Todos los modos de producción (despótico tributario, esclavista, feudal, capitalista) comparten una estructura común: una pequeña élite vive del trabajo de las mayorías empobrecidas. El Estado es el poder organizado de la clase dominante para mantener la «normalidad», y reprimir la protesta. En la modernidad capitalista, la explotación se «refinó», cambiando el látigo por la esclavitud asalariada y discursos distractores, hoy potenciados por tecnología e inteligencia artificial. Ahí aparece la idea de «democracia representativa» y toda la parafernalia que le acompaña: libertad, derechos humanos, etc. Digamos: lo «políticamente correcto» (¿reino de la hipocresía?).

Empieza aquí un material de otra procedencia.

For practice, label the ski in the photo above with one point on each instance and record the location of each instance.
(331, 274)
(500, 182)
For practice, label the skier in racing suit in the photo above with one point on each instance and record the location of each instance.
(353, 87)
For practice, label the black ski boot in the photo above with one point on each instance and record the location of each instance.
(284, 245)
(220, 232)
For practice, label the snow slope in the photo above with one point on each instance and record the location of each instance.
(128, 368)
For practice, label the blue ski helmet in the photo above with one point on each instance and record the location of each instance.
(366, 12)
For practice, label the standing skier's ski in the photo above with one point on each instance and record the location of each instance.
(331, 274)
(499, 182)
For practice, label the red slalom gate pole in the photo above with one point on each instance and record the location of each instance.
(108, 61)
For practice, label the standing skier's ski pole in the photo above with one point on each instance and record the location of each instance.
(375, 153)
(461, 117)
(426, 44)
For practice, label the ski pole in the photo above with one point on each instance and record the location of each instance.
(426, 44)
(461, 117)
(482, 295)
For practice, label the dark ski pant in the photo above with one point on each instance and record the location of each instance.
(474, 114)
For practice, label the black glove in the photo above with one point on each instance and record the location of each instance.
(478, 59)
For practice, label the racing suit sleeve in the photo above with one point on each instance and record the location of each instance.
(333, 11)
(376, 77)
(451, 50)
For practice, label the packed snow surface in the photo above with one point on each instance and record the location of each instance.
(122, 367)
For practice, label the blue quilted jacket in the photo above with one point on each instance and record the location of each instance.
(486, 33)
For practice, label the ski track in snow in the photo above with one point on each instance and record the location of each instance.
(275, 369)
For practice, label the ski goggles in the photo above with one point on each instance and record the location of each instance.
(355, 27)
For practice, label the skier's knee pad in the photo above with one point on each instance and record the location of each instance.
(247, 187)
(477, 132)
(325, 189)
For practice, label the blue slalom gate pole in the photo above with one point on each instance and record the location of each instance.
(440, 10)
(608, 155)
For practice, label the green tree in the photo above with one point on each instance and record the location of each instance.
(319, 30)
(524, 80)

Las potencias que forjaron la ideología moderna (Inglaterra, Francia, EE. UU.) solo pudieron hablar de todos esos valores gracias a una explotación inmisericorde en la mayoría del mundo. El industrialismo europeo se cimentó en la explotación de la esclavizada población de África, llevada en barcos negreros, y el saqueo brutal de América. En pleno siglo XXI, estas potencias siguen manteniendo colonias, predicando valores que contradicen sus prácticas como, por ejemplo, un «reino hereditario democrático» en Dinamarca, que «posee» una colonia como Groenlandia. ¿«Reino hereditario» y hablan de democracia?
El «civilizado» mundo capitalista se forjó y se mantiene con fuerza bruta. Su «democracia» omite el racismo supremacista y la sangre derramada contra quien la cuestione. Las potencias dominantes, por ejemplo, se repartieron África en la Conferencia de Berlín (1884/85), y luego el mundo en dos monstruosas guerras mundiales, donde las masas empobrecidas fueron carne de cañón, todo ello hablando de «democracia» y ese hipócrita discurso que falsea la realidad.
Tras la Segunda Guerra Mundial, cuyo verdadero vencedor fue la Unión Soviética, EE.UU. tomó la vanguardia global. Se estableció un orden internacional basado en el dólar, una ONU inoperante, instituciones financieras como el FMI y el Banco Mundial –¡muy operantes!–, y la OTAN, todas al servicio de Washington. Hoy, ese orden está cambiando drásticamente.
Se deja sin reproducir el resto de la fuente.